Developed by Katharine Cook Briggs and her daughter Isabel Briggs Myers in the 1940s. Based on Carl Jung's theory of psychological types. Published commercially in 1962 by CPP, Inc.

The four dichotomies

  • E/I — Extroversion vs Introversion (where you draw energy)
  • S/N — Sensing vs Intuition (what information you notice)
  • T/F — Thinking vs Feeling (how you decide)
  • J/P — Judging vs Perceiving (how you order your world)

Honest note on validity

Test-retest reliability is around 0.60–0.70 — moderate. The dichotomies are actually continuous distributions, so the 'binary type' framing is a simplification. Career prediction validity is lower than Big-5 or Holland. Useful as a self-reflection tool; less useful as the sole basis for a career decision.
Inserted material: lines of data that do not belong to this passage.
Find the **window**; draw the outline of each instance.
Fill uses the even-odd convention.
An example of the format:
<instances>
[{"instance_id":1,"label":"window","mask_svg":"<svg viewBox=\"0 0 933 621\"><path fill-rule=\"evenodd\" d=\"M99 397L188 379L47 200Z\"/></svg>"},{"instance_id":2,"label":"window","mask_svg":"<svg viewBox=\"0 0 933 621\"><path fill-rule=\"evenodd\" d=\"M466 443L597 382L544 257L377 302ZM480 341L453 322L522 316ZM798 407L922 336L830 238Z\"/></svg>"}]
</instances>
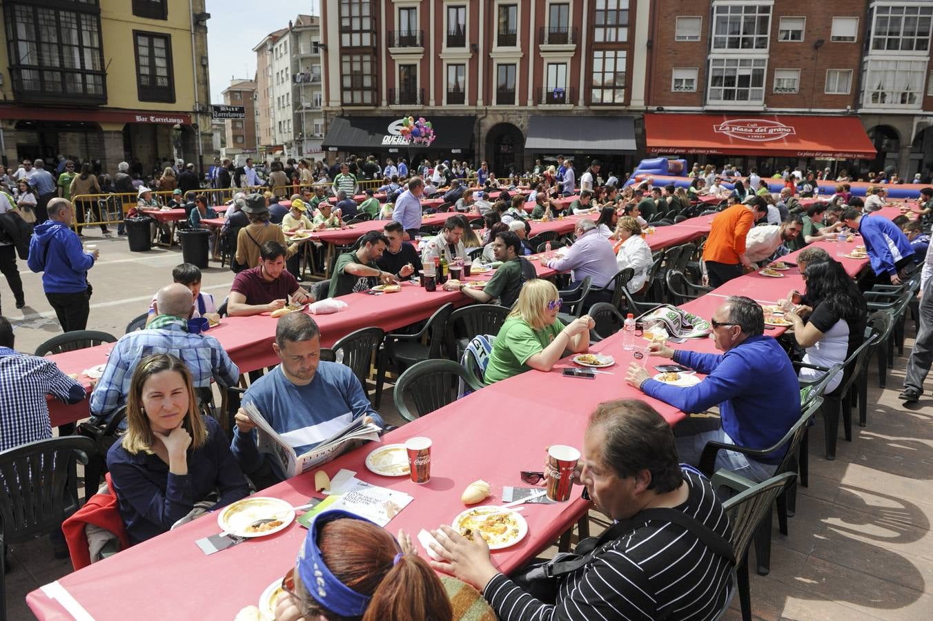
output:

Frequently asked questions

Is MBTI scientifically valid?

It's the most widely used personality instrument globally, but psychometrically contested. Test-retest reliability sits around 0.60–0.70. Big-5 has stronger academic backing; MBTI has better cultural adoption.

Can my MBTI type change?

Officially, no — MBTI theory says your type is stable. In practice, retesting the same person shows a ~50% chance of getting a different four-letter type. That's why it's more useful as a starting-point conversation than a fixed diagnosis.